NOTES TO CONSOLIDATED FINANCIAL STATEMENTS (continued)

11. BENEFIT PLANS (continued)
    Incentive Savings Plan--Substantially all employees are eligible to
    participate in a savings plan under which designated contributions, which
    may be invested in certain investments are matched, up to 5% of
    compensation, by ING. Pretax charges to operations for former Aetna the
    incentive savings plan were $9.0 million, $7.7 million and $5.3 million in
    2000, 1999 and 1998, respectively.

    Stock Plans--ALIAC, in conjunction with former Aetna, had a stock incentive
    plan that provided for stock options, deferred contingent common stock or
    equivalent cash awards or restricted stock to employees. Certain executive,
    middle management and non-management employees were granted options to
    purchase common stock of former Aetna at or above the market price on the
    date of grant. Options generally became 100% vested three years after the
    grant was made, with one-third of the options vesting each year. The former
    Aetna did not recognize compensation expense for stock options granted at or
    above the market price on the date of grant under its stock incentive plans.
    In addition, executives were, from time to time, granted incentive units
    which were rights to receive common stock or an equivalent value in cash.
    The sale of ALIAC to ING America Insurance Holdings, Inc by former Aetna
    caused all outstanding stock options to vest immediately. The costs to the
    Company associated with the former Aetna stock plans for 2000, 1999 and
    1998, were $2.7 million, $0.4 million and $4.2 million, respectively.

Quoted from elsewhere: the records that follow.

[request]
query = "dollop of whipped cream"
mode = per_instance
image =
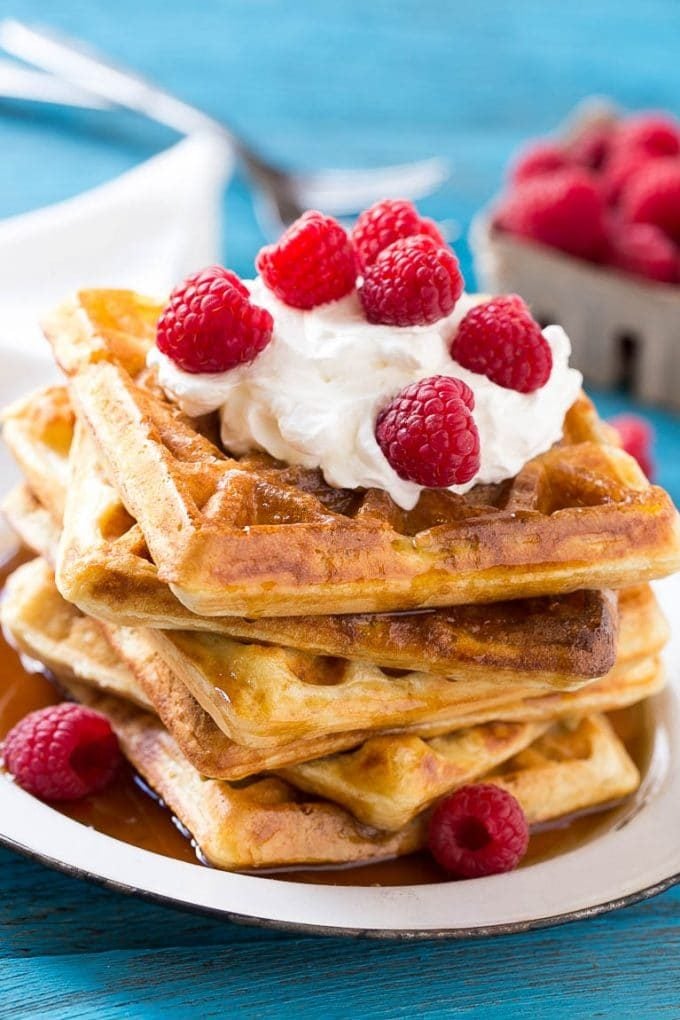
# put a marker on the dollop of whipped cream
(312, 397)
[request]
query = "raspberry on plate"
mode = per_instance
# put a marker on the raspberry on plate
(645, 251)
(652, 196)
(502, 341)
(563, 210)
(637, 439)
(385, 222)
(541, 157)
(428, 435)
(311, 264)
(413, 282)
(62, 753)
(478, 830)
(210, 323)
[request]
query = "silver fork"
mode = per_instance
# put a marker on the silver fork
(283, 195)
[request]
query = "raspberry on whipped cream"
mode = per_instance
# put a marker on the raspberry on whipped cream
(312, 397)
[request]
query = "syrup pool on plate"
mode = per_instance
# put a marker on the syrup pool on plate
(127, 811)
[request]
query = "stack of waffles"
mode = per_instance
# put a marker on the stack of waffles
(301, 672)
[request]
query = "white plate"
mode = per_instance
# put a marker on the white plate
(636, 859)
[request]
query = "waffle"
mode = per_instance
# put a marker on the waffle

    During 2001, the benefits plans offered by ALIAC to its employees and agents
    will be transitioned to plans directly offered by ING. These plans are
    substantially similar to those offered by ALIAC, in conjunction with ING,
    and any differences are not expected to be material in nature.

    Effective January 1, 1998, Aeltus established an additional deferred
    incentive compensation plan, designed to attract, retain and incent key
    members of Aeltus. The plan had a five year vesting period. Payments under
    the plan were conditioned upon continued employment and were based upon an
    imputed share price of Aeltus at the end of the vesting period. The plan
    value was determined annually and the cost of the plan was expensed ratably
    over the vesting period. A change in control at Aeltus, as defined in the
    plan, would cause immediate full vesting of all outstanding shares. The
    purchase of Aetna Inc. by ING meets this definition. As a result, all
    outstanding shares became fully vested based on Aeltus's imputed value at
    the date of the sale and were subsequently paid out in early 2001. The
    appropriate annual share of the cost of the plan, including the additional
    cost in 2000 associated with this full vesting, has been reflected in
    salaries and related benefits in the Consolidated Statements of Income for
    each of the three years ended December 31, 2000. The costs to Aeltus
    associated with the deferred incentive compensation plan for 2000, 1999 and
    1998, were $42.2 million, $4.7 million and $3.1 million, respectively.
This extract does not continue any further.